How to build an infrastructure

“Our Shabbos table was always a home run, even if my derashah wasn’t”

When the Yudins arrived in Fair Lawn in 1969 with a three-year-old child, Fair Lawn was still Jewish frontier land. Yeshiva University had helped the few Orthodox families who’d moved in from nearby Paterson organize a shul; the original 17 families bought a split-level house for the rabbi with a room downstairs for the “kehillah.”

“On Friday afternoons, I’d drive around and knock on doors to try to ensure a minyan,” Rabbi Yudin says. “We invited people for meals, to our succah. Our Shabbos table was always a home run, even if my derashah wasn’t.”

The relentless outreach, plus the lure of the rebbetzin’s Shabbos fare and Shabbos Mevarechim cholent, helped them slowly grow a community. By 1983 the congregation had built the current building, which included a mikveh in the back, supervised by Dayan Yaakov Posen from K’hal Adath Jeshurun (Breuer’s) and with Rav Moshe Bick as rav hamachshir. “I appreciated every step of our growth,” Rabbi Yudin says. “After the mikveh we put up an eiruv, which was another huge project. We had to work with the town, plot the boundaries — it was quite exciting.”

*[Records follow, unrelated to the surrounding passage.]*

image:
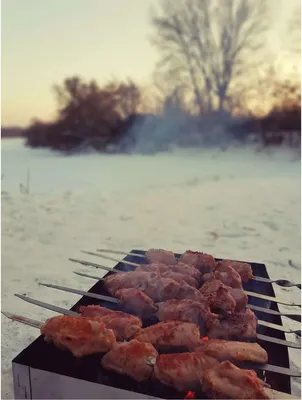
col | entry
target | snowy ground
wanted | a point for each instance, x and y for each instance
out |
(236, 204)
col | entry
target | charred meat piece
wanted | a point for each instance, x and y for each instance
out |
(159, 255)
(81, 335)
(125, 280)
(202, 261)
(183, 371)
(134, 359)
(240, 298)
(166, 271)
(224, 350)
(239, 325)
(152, 284)
(135, 301)
(188, 311)
(226, 381)
(218, 296)
(229, 277)
(161, 289)
(123, 325)
(243, 269)
(170, 334)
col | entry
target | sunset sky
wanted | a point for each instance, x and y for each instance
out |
(45, 41)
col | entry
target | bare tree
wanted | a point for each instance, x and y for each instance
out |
(128, 96)
(209, 44)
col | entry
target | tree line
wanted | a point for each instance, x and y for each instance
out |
(212, 68)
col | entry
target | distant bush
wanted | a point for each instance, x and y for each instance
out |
(86, 114)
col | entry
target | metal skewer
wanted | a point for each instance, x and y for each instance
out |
(252, 294)
(280, 282)
(296, 317)
(114, 300)
(67, 312)
(264, 367)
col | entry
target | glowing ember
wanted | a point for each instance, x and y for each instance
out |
(190, 395)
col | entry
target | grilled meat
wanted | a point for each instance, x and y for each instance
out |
(183, 371)
(125, 280)
(161, 289)
(202, 261)
(80, 335)
(187, 311)
(170, 334)
(218, 296)
(135, 301)
(134, 359)
(229, 277)
(224, 350)
(152, 284)
(239, 325)
(227, 381)
(240, 298)
(123, 325)
(222, 297)
(166, 272)
(159, 255)
(243, 269)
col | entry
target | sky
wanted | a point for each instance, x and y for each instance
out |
(44, 41)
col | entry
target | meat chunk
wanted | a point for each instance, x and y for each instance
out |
(134, 359)
(123, 325)
(224, 350)
(125, 280)
(135, 301)
(186, 269)
(226, 381)
(222, 297)
(240, 298)
(80, 335)
(202, 261)
(161, 289)
(166, 272)
(179, 277)
(188, 311)
(152, 284)
(218, 296)
(229, 277)
(243, 269)
(183, 371)
(159, 255)
(236, 326)
(170, 334)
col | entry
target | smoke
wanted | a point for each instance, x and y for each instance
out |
(175, 128)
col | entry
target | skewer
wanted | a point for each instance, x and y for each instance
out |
(252, 294)
(123, 253)
(38, 324)
(280, 282)
(114, 300)
(296, 317)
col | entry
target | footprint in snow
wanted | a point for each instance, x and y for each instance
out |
(270, 225)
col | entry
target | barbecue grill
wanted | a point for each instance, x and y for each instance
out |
(44, 371)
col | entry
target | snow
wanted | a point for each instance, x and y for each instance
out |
(239, 204)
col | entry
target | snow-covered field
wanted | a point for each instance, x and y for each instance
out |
(236, 204)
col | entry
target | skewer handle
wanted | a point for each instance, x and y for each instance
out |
(111, 258)
(123, 253)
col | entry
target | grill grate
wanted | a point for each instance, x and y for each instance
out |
(89, 368)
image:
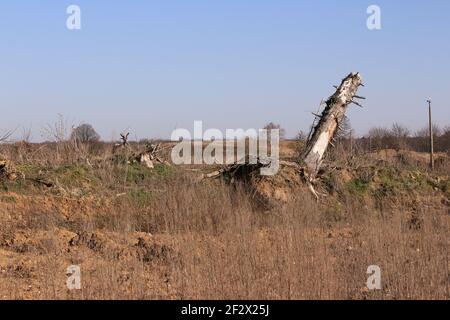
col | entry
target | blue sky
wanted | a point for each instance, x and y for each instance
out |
(152, 66)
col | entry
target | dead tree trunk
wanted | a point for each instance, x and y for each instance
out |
(329, 122)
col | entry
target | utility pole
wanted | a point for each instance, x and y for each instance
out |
(431, 136)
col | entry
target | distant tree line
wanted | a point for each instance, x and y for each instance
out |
(399, 137)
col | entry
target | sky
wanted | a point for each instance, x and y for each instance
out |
(151, 66)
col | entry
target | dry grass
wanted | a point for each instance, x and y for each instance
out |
(141, 234)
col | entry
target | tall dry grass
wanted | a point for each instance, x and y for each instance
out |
(171, 237)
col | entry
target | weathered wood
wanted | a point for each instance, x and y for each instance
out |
(329, 122)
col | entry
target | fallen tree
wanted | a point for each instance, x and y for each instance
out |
(304, 172)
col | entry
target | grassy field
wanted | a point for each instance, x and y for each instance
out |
(161, 233)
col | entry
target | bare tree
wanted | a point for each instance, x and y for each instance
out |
(400, 134)
(85, 133)
(273, 126)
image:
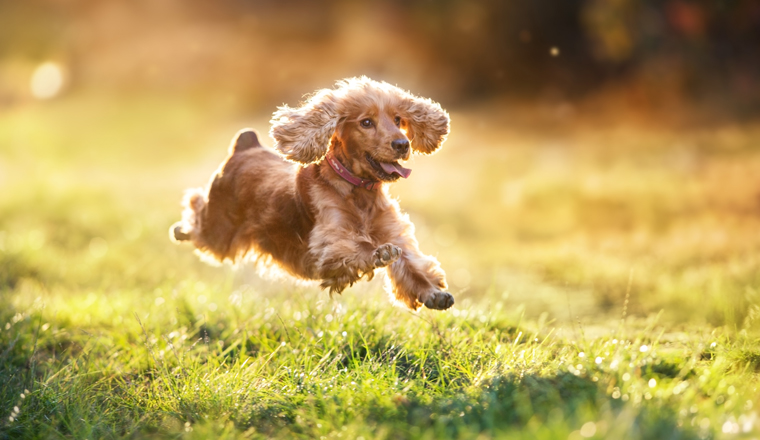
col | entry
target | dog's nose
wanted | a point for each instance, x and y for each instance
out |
(400, 146)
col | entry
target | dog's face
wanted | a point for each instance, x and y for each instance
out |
(374, 141)
(376, 123)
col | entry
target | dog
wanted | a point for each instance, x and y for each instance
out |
(317, 206)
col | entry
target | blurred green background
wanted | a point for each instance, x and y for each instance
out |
(599, 149)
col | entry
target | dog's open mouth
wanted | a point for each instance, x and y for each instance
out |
(388, 171)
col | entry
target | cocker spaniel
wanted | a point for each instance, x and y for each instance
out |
(319, 207)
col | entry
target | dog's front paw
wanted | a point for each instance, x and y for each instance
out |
(385, 255)
(177, 234)
(439, 301)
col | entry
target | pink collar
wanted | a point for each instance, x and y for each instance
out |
(347, 176)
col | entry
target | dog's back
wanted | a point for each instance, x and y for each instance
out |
(270, 222)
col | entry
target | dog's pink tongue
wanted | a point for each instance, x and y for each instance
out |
(391, 168)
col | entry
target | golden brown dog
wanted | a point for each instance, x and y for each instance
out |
(320, 209)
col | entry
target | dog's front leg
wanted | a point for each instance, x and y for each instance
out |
(417, 279)
(345, 256)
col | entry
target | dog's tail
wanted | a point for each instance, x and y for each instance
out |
(189, 227)
(244, 140)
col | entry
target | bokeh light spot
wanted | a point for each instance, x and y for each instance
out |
(47, 80)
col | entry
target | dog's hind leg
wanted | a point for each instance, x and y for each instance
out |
(190, 226)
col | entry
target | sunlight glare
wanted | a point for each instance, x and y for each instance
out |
(47, 80)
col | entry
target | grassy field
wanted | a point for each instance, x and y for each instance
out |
(607, 279)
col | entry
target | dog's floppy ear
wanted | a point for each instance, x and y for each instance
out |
(303, 134)
(428, 124)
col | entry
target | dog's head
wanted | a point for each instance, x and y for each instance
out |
(374, 123)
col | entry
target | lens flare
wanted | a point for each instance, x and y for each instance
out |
(47, 80)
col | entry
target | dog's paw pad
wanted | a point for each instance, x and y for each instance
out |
(439, 301)
(386, 254)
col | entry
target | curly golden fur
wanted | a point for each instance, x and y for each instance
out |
(301, 216)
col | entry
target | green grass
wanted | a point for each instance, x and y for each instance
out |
(550, 237)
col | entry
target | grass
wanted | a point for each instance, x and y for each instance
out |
(606, 283)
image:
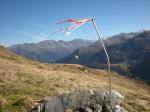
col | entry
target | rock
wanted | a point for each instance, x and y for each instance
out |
(69, 110)
(26, 103)
(87, 109)
(80, 101)
(117, 108)
(54, 104)
(97, 108)
(116, 97)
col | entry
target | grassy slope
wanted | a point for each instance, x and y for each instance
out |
(24, 79)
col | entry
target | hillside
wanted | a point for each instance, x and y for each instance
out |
(23, 81)
(48, 51)
(84, 53)
(129, 57)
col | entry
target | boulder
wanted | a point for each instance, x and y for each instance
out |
(81, 101)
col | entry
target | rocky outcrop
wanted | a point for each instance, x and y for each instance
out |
(81, 101)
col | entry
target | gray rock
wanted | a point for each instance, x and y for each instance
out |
(118, 109)
(87, 109)
(54, 104)
(97, 108)
(80, 100)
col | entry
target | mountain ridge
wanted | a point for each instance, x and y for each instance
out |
(48, 51)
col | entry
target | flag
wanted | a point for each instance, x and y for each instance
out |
(75, 24)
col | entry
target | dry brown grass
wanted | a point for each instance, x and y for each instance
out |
(20, 78)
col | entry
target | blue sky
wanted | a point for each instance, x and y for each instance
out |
(24, 21)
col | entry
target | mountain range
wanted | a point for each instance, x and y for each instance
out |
(48, 51)
(24, 82)
(129, 55)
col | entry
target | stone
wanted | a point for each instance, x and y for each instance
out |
(54, 104)
(87, 109)
(69, 110)
(81, 101)
(117, 108)
(97, 108)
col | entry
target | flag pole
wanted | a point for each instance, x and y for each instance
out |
(107, 56)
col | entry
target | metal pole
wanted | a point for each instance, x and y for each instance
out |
(108, 61)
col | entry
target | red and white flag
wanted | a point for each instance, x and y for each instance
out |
(75, 24)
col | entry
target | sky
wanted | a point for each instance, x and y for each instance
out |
(30, 21)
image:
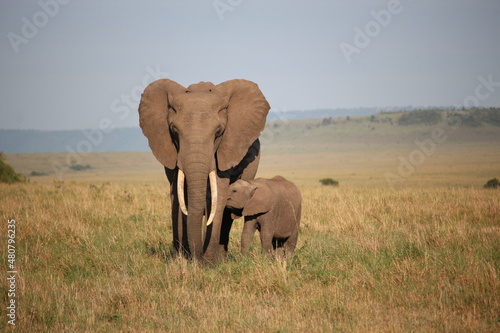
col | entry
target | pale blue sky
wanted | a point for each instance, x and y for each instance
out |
(89, 60)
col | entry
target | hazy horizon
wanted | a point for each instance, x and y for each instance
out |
(73, 64)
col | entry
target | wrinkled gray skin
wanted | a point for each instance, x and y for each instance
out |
(196, 131)
(272, 206)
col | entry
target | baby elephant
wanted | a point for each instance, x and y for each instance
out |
(273, 207)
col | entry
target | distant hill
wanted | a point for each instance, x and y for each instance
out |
(386, 128)
(285, 129)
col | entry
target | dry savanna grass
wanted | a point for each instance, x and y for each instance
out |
(93, 253)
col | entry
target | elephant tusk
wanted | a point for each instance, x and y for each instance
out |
(213, 190)
(180, 191)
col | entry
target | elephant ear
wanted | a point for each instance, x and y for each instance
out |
(260, 202)
(246, 117)
(153, 113)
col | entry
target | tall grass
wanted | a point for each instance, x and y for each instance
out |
(97, 258)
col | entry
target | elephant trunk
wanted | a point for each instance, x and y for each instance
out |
(196, 175)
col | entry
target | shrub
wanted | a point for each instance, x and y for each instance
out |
(79, 167)
(425, 117)
(492, 183)
(7, 173)
(329, 182)
(38, 173)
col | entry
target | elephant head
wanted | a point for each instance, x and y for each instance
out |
(201, 130)
(248, 197)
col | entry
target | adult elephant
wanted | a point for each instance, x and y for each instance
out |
(206, 136)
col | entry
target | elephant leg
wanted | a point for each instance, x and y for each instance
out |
(266, 239)
(251, 169)
(246, 236)
(291, 243)
(179, 231)
(217, 234)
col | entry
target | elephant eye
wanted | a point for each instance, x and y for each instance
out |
(174, 130)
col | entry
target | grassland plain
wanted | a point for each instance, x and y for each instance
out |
(93, 248)
(95, 257)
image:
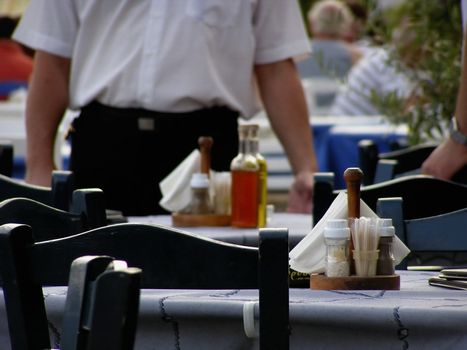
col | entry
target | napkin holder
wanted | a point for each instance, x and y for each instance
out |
(353, 177)
(180, 219)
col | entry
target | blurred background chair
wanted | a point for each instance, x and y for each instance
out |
(423, 195)
(433, 240)
(177, 260)
(378, 167)
(59, 195)
(88, 319)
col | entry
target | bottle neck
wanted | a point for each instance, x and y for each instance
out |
(244, 146)
(254, 146)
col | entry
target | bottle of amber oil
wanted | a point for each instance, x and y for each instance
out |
(244, 170)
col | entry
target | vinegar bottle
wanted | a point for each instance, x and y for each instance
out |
(262, 175)
(244, 170)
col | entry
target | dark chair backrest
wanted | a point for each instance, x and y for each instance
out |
(50, 223)
(274, 326)
(437, 233)
(378, 167)
(6, 158)
(114, 310)
(423, 196)
(59, 195)
(170, 258)
(90, 283)
(102, 304)
(174, 259)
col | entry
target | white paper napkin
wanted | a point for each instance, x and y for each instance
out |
(176, 192)
(175, 187)
(309, 254)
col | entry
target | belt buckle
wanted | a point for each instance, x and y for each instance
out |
(146, 124)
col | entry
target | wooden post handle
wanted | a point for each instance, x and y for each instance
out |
(205, 144)
(353, 178)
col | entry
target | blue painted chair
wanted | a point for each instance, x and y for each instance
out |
(101, 306)
(433, 240)
(174, 259)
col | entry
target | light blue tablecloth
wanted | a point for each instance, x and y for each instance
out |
(418, 316)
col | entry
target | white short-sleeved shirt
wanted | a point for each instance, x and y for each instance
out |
(165, 55)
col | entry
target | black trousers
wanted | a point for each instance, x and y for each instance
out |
(127, 152)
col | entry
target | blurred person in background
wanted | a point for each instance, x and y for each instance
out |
(451, 155)
(15, 64)
(329, 21)
(378, 74)
(150, 77)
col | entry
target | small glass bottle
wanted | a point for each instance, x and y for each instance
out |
(336, 237)
(200, 199)
(385, 264)
(244, 170)
(262, 175)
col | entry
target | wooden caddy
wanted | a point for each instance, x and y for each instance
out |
(193, 220)
(353, 178)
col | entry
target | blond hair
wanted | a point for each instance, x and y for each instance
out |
(12, 8)
(330, 17)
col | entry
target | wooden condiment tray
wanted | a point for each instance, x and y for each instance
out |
(322, 282)
(193, 220)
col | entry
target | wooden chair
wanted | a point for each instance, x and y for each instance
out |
(88, 319)
(423, 195)
(87, 212)
(174, 259)
(6, 158)
(444, 233)
(379, 167)
(59, 195)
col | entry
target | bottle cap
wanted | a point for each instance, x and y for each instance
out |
(386, 229)
(199, 180)
(337, 228)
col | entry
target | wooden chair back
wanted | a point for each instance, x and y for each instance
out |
(92, 280)
(175, 259)
(88, 212)
(59, 195)
(378, 167)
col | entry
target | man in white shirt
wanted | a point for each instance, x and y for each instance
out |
(147, 73)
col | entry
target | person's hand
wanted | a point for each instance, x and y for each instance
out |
(300, 195)
(40, 176)
(448, 158)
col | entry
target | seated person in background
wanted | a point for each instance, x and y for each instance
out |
(15, 65)
(356, 35)
(375, 74)
(451, 155)
(331, 56)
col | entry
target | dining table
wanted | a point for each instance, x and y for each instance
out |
(418, 316)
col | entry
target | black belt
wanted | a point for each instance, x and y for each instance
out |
(104, 111)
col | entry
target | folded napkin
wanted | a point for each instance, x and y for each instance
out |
(309, 254)
(175, 187)
(176, 192)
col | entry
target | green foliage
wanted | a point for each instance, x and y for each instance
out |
(436, 55)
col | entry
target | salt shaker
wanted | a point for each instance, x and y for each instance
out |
(337, 237)
(385, 264)
(200, 200)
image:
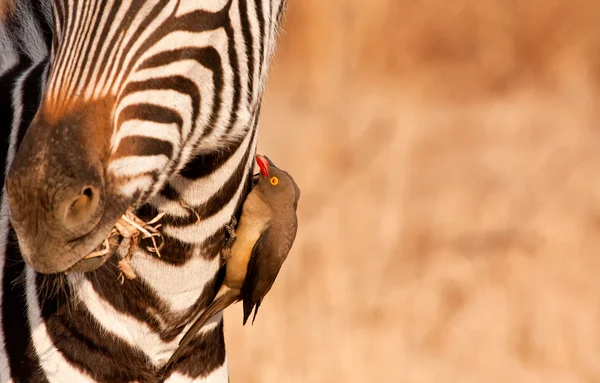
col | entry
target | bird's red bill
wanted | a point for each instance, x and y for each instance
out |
(263, 164)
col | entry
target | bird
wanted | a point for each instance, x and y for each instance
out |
(263, 238)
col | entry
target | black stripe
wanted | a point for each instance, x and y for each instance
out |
(196, 21)
(32, 88)
(81, 340)
(23, 361)
(124, 26)
(203, 355)
(249, 42)
(204, 164)
(141, 145)
(169, 192)
(103, 35)
(207, 57)
(216, 203)
(176, 83)
(233, 61)
(139, 300)
(6, 110)
(149, 112)
(261, 27)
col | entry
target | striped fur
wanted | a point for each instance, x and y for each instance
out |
(183, 81)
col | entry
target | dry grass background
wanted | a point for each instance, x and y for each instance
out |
(448, 154)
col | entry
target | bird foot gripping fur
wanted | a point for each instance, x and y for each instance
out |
(132, 229)
(230, 227)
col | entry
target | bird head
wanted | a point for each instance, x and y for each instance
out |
(275, 184)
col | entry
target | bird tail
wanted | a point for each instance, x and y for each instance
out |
(248, 306)
(225, 297)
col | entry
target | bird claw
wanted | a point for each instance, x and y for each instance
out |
(230, 227)
(231, 232)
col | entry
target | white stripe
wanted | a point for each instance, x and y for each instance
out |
(203, 189)
(179, 102)
(135, 184)
(185, 283)
(207, 5)
(220, 375)
(4, 220)
(135, 333)
(134, 165)
(53, 363)
(165, 13)
(165, 132)
(196, 234)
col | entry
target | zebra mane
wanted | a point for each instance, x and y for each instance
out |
(22, 26)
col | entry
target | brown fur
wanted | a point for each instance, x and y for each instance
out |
(7, 9)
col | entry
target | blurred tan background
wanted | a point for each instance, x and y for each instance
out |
(449, 157)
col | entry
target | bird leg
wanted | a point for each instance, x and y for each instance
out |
(230, 227)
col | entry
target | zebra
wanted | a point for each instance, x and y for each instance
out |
(107, 105)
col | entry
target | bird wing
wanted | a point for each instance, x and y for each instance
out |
(268, 254)
(219, 304)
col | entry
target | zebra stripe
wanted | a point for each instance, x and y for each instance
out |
(182, 82)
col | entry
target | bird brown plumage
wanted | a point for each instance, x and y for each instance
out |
(263, 239)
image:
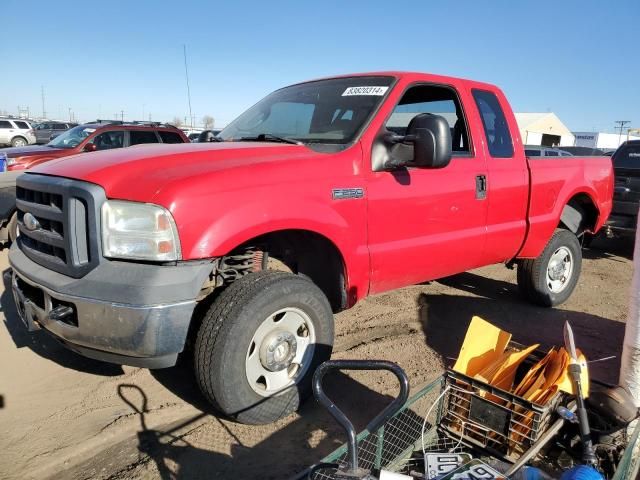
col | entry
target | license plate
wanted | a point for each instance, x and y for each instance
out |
(438, 464)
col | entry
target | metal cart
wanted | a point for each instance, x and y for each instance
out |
(396, 438)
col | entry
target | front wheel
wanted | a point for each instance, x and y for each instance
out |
(550, 279)
(259, 344)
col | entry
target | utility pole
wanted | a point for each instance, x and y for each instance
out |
(186, 73)
(621, 124)
(44, 112)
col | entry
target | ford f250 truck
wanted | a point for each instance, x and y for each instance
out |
(322, 193)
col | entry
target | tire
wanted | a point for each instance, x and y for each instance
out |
(545, 285)
(19, 142)
(12, 227)
(233, 343)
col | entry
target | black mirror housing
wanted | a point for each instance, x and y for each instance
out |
(431, 140)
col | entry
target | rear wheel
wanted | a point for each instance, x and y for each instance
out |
(19, 142)
(550, 279)
(259, 344)
(12, 227)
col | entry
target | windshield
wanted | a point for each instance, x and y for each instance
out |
(71, 138)
(329, 111)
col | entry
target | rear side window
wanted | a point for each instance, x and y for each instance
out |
(142, 136)
(627, 156)
(170, 137)
(495, 124)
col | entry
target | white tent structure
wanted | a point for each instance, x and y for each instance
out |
(543, 129)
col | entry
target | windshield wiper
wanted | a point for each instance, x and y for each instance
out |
(268, 137)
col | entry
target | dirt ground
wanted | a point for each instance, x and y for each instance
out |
(67, 417)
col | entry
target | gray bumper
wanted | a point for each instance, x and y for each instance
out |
(149, 334)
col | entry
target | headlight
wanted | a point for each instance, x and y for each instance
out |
(139, 231)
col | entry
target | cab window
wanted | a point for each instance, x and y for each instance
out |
(495, 125)
(436, 100)
(109, 140)
(137, 137)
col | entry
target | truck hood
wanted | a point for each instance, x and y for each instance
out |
(30, 151)
(140, 173)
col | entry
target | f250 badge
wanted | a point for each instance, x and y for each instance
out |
(344, 193)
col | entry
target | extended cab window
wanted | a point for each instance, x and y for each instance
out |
(495, 124)
(108, 140)
(170, 137)
(435, 100)
(142, 136)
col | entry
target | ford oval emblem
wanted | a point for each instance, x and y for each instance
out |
(30, 222)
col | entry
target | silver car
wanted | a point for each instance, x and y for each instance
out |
(47, 131)
(16, 132)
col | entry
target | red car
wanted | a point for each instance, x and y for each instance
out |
(91, 137)
(354, 185)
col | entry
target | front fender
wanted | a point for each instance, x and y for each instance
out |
(341, 222)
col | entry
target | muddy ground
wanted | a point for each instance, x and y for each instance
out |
(67, 417)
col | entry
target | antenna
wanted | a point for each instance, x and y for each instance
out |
(621, 124)
(44, 112)
(186, 73)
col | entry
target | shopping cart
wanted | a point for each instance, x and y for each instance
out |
(396, 438)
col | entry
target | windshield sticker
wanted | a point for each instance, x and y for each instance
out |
(378, 91)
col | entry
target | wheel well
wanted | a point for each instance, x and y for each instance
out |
(579, 214)
(310, 254)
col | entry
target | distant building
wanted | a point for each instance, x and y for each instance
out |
(602, 140)
(543, 129)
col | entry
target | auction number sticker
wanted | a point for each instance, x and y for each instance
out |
(373, 90)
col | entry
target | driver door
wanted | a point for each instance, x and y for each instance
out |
(427, 223)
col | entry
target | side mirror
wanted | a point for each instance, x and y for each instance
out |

About 15 years ago it was clear that the two yeshivos in northern New Jersey, Yavneh and Yeshiva of New Jersey, weren’t sufficient for the burgeoning population. Rabbi Yudin says this gave him the privilege to help found Yeshivat Noam, a yeshivah ketanah, which now boasts 800 students.

The community took another mighty leap forward about 13 years ago, when the shul asked Yeshiva University to send them four young couples to create a “Torah Enrichment Center,” much in the manner of out-of-town Lakewood kollelim. The center has since helped attract over 80 more young families to the community. Having now reached critical mass, Fair Lawn boasts a kosher supermarket, bakery, and restaurant. But the personal touch was never lost.

“Our kehillah grew slowly,” says Rebbetzin Shevi Yudin. “While some rabbis are too busy to have friends, we all grew together and worked closely together to build. We were the only shul in town for many years, so we were the spiritual and social hub.”

Rabbi Yudin comments that his community is special because it has evolved into a diverse mix of FFB families, baalei teshuvah, Russians, Israelis, and others. “There is a lot of mutual respect,” he says. Clearly, that tolerance trickles down from the top.

How to build relationships

“There’s no closer relationship than the one established when people learn Torah together”

Rabbi Yudin’s former teacher, Rabbi Joseph Lookstein a”h, told him that an ideal rabbi should become a member of his congregants’ families. Rabbi Yudin has achieved that — although today, with 275 families instead of 17, this has become a more time-consuming task, despite the aid of Associate Rabbi Avrohom Markowitz.

What Rabbi Yudin modestly avoids mentioning — but his wife, Shevi, does — is that their congregation gelled into a family in large part because the Yudins always maintained an open house. In fact, it’s so open that their dining room has no furniture beyond one very large table. Locals jokingly call their home “Yud-Inn,” because various people are always moving in, some staying for years.